Invité du Grand Jury RTL-Le Figaro-LCI, Nicolas Hulot a rappelé hier aux 10 candidats signataires du Pacte écologique que le numéro deux du prochain gouvernement
soit bien en charge du développement durable, conformément à l'engagement pris à travers le Pacte.
Selon lui, les autres engagements écologiques
ne pourront être tenus ou mis en oeuvre s'il n'y a pas une cohérence gouvernementale, mais cette cohérence ne peut se faire que par le sommet de l'exécutif a-t-il déclaré.
Il faut qu'il y ait un lieu au sommet de l'exécutif, où on ne soit pas dans la réactivité mais dans l'anticipation, dans la planification pour organiser notamment
la transition d'une croissance quantitative à une croissance qualitative, a-t-il expliqué.

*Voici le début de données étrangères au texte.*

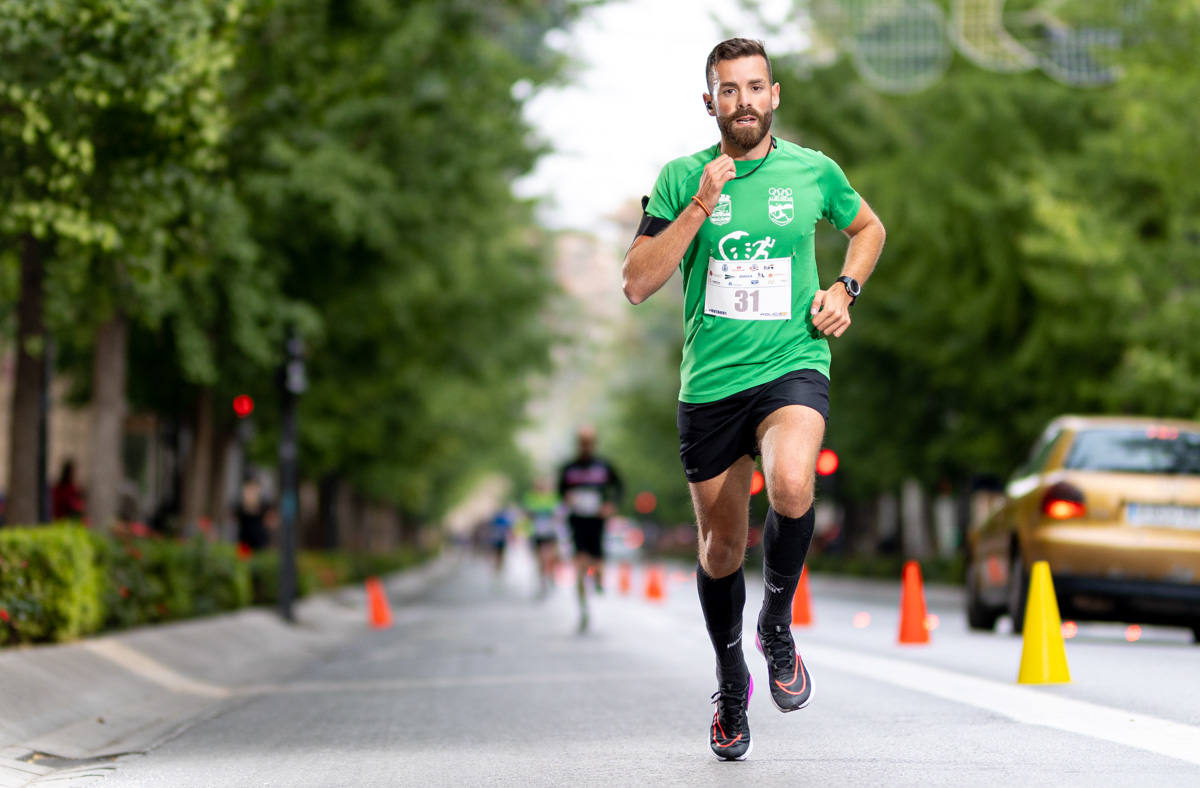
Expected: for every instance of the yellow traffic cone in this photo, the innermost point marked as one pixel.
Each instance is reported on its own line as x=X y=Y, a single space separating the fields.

Il a aussi préconisé une modification constitutionnelle pour créer à l'Assemblée nationale une
septième commission chargée du développement durable. Interrogé sur la tenue d'un Grenelle de l'Ecologie proposée par le candidat de l'UMP Nicolas Sarkozy, l'animateur n' a pas exclu d'y participer :
Pourquoi pas?, a -t-il répondu :
Si c'est l'occasion de mettre sur la table un certain nombre de sujets qui méritent réflexion, concertation, et que sans préjugé on écoute différentes alternatives pour qu'après l'exécutif décide. Avec Jean-Marie Le Pen, seul parmi les principaux candidats à ne pas avoir signé la Pacte écologique,
il n'y a pas eu de dialogue, mais cela ne me gêne pas, a-t-il ajouté. Nicolas Hulot a rappelé sa neutralité dans la bataille présidentielle, et a de nouveau annoncé qu'il ne donnerait aucune consigne de vote entre les deux tours :
On a fait tout ce que l'on pouvait pour mettre au coeur de cette campagne les enjeux écologiques et climatiques. Il y a un moment où c'est la responsabilité de chacun. Il a par ailleurs jugé
injuste que la candidate des Verts Dominique Voynet ne soit créditée que de 1% ou 1,5% des intentions de votes.